TAS-103 is a recently developed dual inhibitor of topoisomerase-I (topo-I) and topoisomerase-II (topoII). TAS-103 has documented cytotoxicity in vitro and antitumor activity against a variety of mouse, rat, and human xenografts in vivo.
Purpose: To determine TAS-103 activity against (multi)drug resistant cells in vitro and to delineate its mechanism of action.
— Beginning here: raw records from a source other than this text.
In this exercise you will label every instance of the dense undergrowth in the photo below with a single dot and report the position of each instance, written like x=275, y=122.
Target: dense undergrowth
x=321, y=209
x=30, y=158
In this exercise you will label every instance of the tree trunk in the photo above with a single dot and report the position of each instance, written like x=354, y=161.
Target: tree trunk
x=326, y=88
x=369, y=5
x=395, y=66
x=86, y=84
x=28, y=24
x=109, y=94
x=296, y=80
Methods: TAS-103 was evaluated for activity against three human multidrug-resistant cell lines representing resistance mediated by P-glycoprotein (Pgp)-, multidrug resistance protein (MRP), and lung resistance protein (LRP) as well as one camptothecin-resistant cell line associated with a mutated topo-I enzyme. Drug sensitivity following short (2 h), intermediate (6-8 h) and long term (24 h) exposures were compared. The mechanism of action was studied by evaluating inhibition of topoisomerase-I and -II specific DNA relaxation assays, drug-induced DNA/protein cross-link formation, and competitive DNA intercalation with ethidium bromide.
Results: Increasing the exposure time only modestly potentiated TAS-103 cytotoxicity (3-5 fold) demonstrating a lack of strong exposure duration dependency. TAS-103 cytotoxicity was not affected by the presence of any of the drug resistance mechanisms studied. TAS-103 inhibits topo-I and -II activity in DNA relaxation assays, but in our assay system TAS-103 was found to have only a weak ability to induce DNA-protein crosslinks. DNA migration patterns in agarose gel electrophoresis indicate that TAS-103 can interact directly with DNA. Also its ability to displace ethidium bromide which has intercalated into the DNA provides an indication on the nature of drug-DNA interaction.
Conclusions: TAS-103 cytotoxicity is not affected by the presence of Pgp, MRP, LRP or mutations in the CAM binding region of the topo-I enzyme and its growth-inhibitory effect appears to be weakly dependent on exposure duration. The presented evidence suggest that the inhibitory effects of TAS-103 on topo-I and -II may in part be related to its DNA binding rather than primarily through stabilization of topo-I or -II intermediates with DNA through specific binding to the enzymes.